Os comandos do Exército no País foram avisados que a qualquer momento poderiam entrar em ação, mas as tropas seriam mobilizadas só se a negociação fracassasse. O plano foi abortado no início da tarde de hoje, quando o ministro da Justiça, José Carlos Dias, começou a receber relatórios das polícias Federal e Rodoviária Federal, mostrando que o movimento dos caminhoneiros começava a se dissipar.
A Força Aérea Brasileira (FAB) já tinha preparado um avião para o ministro José Carlos Dias viajar a São Paulo. O ministro sobrevoaria os pontos de maior obstrução e daria um telefonema ao presidente Fernando Henrique Cardoso, que autorizaria imediatamente a participação do Exército em operações que já tinham sido estudadas de forma conjunta com as polícias federais e estaduais.

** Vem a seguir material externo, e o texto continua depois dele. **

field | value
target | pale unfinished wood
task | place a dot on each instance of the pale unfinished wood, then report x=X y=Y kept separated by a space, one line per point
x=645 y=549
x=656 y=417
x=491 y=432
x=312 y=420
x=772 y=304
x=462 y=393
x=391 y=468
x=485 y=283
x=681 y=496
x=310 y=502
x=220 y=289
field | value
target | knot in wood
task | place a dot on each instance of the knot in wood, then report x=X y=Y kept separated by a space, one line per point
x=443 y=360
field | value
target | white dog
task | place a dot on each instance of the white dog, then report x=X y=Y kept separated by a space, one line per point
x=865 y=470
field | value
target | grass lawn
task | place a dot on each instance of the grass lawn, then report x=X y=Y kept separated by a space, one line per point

"Não houve necessidade de intervenção do Exército", anunciou hoje, aliviado, o ministro da Justiça, por volta de 17 horas. O ministro mostrou o relatório de 15h45 com a situação da greve em todo o País, que mostrava desobstrução total em São Paulo, especialmente nas regiões de Jacareí, Guararema e São José dos Campos, onde o trânsito continuava lento, mas fluindo quase normalmente. O ministro também recebeu informações do governador de São Paulo, Mário Covas, que sobrevoou os pontos em desobstrução.
São Paulo era a maior preocupação do governo, pois mais de 80% dos alimentos comercializados no País são transportados por caminhão e grande parte dos industrializados saem de São Paulo. O governo também considerava crítica a situação do abastecimento de combustíveis, que poderia entrar em colapso em algumas cidades se a greve durasse mais um dia.
O mesmo relatório mostrava que somente dois pontos estavam sendo considerados "críticos" pela Polícia Rodoviária. Era uma rodovia que corta a cidade de Sete Lagoas, em Minas Gerais, e um trevo em Araucária, no Paraná.
O ministro recebia relatórios a cada 20 minutos. José Carlos Dias não acredita que o governo tenha se tornado refém dos caminhoneiros ao ser obrigado a anunciar concessões durante a greve. "É muito difícil responder a uma pergunta como essas olhando só sob este aspecto", disse o ministro. "Tem que haver uma visão objetiva diante de uma situação nacional, em que é preciso ter a garantia do abastecimento". O ministro falou também sobre o perigo de falta de combustíveis em aeroportos e sobre desabastecimento de alimentos nos supermercados. "Não estamos em uma ditadura", disse o ministro, "e em um regime democrático se dialoga no momento da paraliasação", disse.
O ministro se recusou a entrar em detalhes sobre as concessões que poderiam ser feitas aos caminhoneiros, assunto que estava sendo discutido pelo ministro dos Transportes, Eliseu Padilha. O ministro da Justiça não falou se poderá rever o sistema de pontuação de multas que levam à cassação da habilitação. O ministro disse que "o ideal" é que as reivindicações fossem discutidas antes da manifestação.